In einem bemerkenswerten Schritt hat die Staatsanwaltschaft Neuruppin die Ermittlungen gegen die ehemalige Potsdamer Sportbeigeordnete Noosha Aubel eingestellt. Dies bestätigte Oberstaatsanwalt Gunther Rauche der MAZ. Aubel, die von 2017 bis 2023 im Amt war und mittlerweile als Stadträtin für Bildung, Integration, öffentliche Dienste und Sicherheit in Flensburg tätig ist, sah sich einem Verdacht der Vorteilsannahme gegenüber. Der Vorwurf bezog sich vor allem auf Einladungen zu Sport- und Kulturveranstaltungen.
Die Ermittlungen ergaben, dass in fast allen Fällen der Verdacht sich nicht erhärten ließ. Einzige Ausnahme war die Annahme von zwei Kinderkarten bei einer Sportveranstaltung, die laut Staatsanwaltschaft nicht als schwerwiegender Verstoß gewertet werden konnte. Ausschlaggebend war die repräsentative Funktion, in der Aubel sich zu diesem Zeitpunkt befand, weshalb von einer weiteren Verfolgung abgesehen wurde.

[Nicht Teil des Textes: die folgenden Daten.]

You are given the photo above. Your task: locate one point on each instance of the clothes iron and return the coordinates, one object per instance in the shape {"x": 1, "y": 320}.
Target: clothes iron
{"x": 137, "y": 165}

Hintergründe des Verfahrens
Die Untersuchungen fanden im Kontext des Mike Schubert-Verfahrens statt, bei welchem der Ex-Oberbürgermeister von Potsdam wegen der ähnlichen Vorwürfe zur Zahlung von 34.000 Euro verurteilt wurde. Auch Aubel wird nun als mögliche überparteiliche Kandidatin für die kommende Oberbürgermeisterwahl gehandelt, falls Schubert bei einem Bürgerbegehren abgewählt wird. Dies könnte einen spannenden Wettlauf um das Amt in der Stadt Potsdam zur Folge haben.
Noosha Aubel äußerte sich dankbar über den Verlauf des Verfahrens und die Transparenz, die dabei gewahrt wurde. Zudem kündigte sie an, zukünftig die Annahme von Einladungen noch gewissenhafter zu prüfen und transparent zu dokumentieren.
Der größere Kontext: Korruption und politische Integrität
Die Thematik rund um Korruption im politischen Sektor ist ein latentes Problem, das nicht nur in Potsdam, sondern auch global immer wieder aufgegriffen wird. Studien zeigen, dass nicht selten ein Missbrauch öffentlicher Macht für private Vorteile vorkommt. Politische Korruption wird häufig mit einer fragwürdigen Personalpolitik und dem sogenannten „Regieren von Amateuren“ in Verbindung gebracht. In vielen demokratischen Staaten bleibt der Kampf gegen Korruption eine herausfordernde und kontinuierliche Aufgabe. So wurden auch in der Vergangenheit Antikorruptionsmaßnahmen in Deutschland immer wieder diskutiert und stehen oft im Zusammenhang mit aktuellen Skandalen, wie etwa der *Masken-Affäre* oder dem *Aserbaidschan-Komplex*. Die Forderung nach mehr Transparenz in der Parteienfinanzierung und einem besseren Schutz für Whistleblower wird dabei zunehmend laut hier thematisiert.
Insgesamt bleibt abzuwarten, wie sich die Situation um Noosha Aubel weiter entwickeln wird. Ihre Entscheidung, sich in Flensburg für Bildung und Integration starkzumachen, könnte auch in Potsdam hoch im Kurs stehen, sollte sie sich entscheiden, in die Politik ihrer Heimatstadt zurückzukehren.